そう言う事が積み重なって、20歳を過ぎて私は江戸園芸の流れを組む、古いタイプの師匠陣に付くことになります。
こうしてみると、幼児のころの環境がその後に与える影響ってぇのはかなり大きいわけで。
私はこうしてみても、良い時代に育ったんですねぇ。
全体がのんびりしてましたもの。
こんな私は昭和生まれ。
明治だなんていうと相当昔のように感じてました。
ということはつまり、令和に生まれたお子さんには同じように思われるんでしょうね。
ああ、気持ちは若いつもりなんですが、そんな時代まで生きてしまいましたね。
・お道具に対する姿勢
昔は、何をするにも資源が乏しかったでしょう。
ですから、物は大事にしたものです。
昭和の半ば生まれの私が子供のころは、もう大量消費社会になっていましたね。
ところがこちらは田舎です。
まだまだ物を大事にする風潮が残っていました。
特に私なんかは、明治生まれの祖母の教えで大切にする癖が身に付いちゃってる。
どれぐらい身に付いちゃってるかと言うと。
高校入学の祝いで買ってもらった腕時計がまだ現役です。
そして、高校時代のジャージをまだ時々部屋着にしています。
どうにも、今の感覚で言うと、変な人になりましょうね。
もちろん、捨てるものは捨てますし、買い替えもします。
ですが、思い出や思い入れを「モノ」に込めやすいんでしょうね。
こうなると、そのモノに情が湧いてくるんです。
こうなると、人生の同志みたいな気持ちになって、捨てられないし使い続けたい。
これはケチとは違うんです。
気に入ったお道具への姿勢なんですね。
・菜切りの庖丁
菜切り庖丁。
これは、和庖丁の一種です。
そして、91歳まで生きた祖母は、私にこれを遺して旅立ちました。
そんな祖母が若い頃から愛用していた菜切り庖丁。
研ぎに研がれて厚みは、更に薄くなっています。
大変な時代を生き抜いて、この庖丁で野菜や山菜を毎日のように刻み、7人の子供を育てたのでしょうね。
それで今は私がこうして受け継いでいるのです。
ところが、実際に調理するときは怖くて祖母の形見は使えません。
なぜなら、下手をすると刃を欠いてしまうんじゃないかと思うから。
このように、それぐらい薄いんです。
そしてこの庖丁、長年祖母が我流で研いでいたので、刃が波打ってしまってる。
これでは私もそう簡単に研げないんですね。
☆包丁研ぎの職人さん
そこでついに昨日。
包丁研ぎの職人さんたちが出張研ぎに見えてらっしゃるとの情報。
そこで、ちょっと遠かったんですが思い切ってそのお店に、形見の庖丁を持って行ってみました。

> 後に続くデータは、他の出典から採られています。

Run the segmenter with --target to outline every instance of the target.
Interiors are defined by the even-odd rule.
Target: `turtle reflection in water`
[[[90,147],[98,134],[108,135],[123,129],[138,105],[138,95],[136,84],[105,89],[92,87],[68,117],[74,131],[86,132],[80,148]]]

すると、あまりにも古くボロボロの庖丁なのにもかかわらず、職人さんの連携で、見事に修復して下すったんです。
①確認と全体の修正⇒②荒砥ぎ⇒③表面処理⇒④小刃づけ⇒⑤仕上げ確認
ご覧ください。
刃に付いた癖も無くなり、切れ味も新品同様。
セラミックシャープナー、それには出せない刃物の命みたいなものが宿りますね。
こういうのもまた、失ってはならない職人の技なのだ。
そう思い知らされた昨日の出来事でありました。
さて、今日も最後までお読み下すってありがとうございました。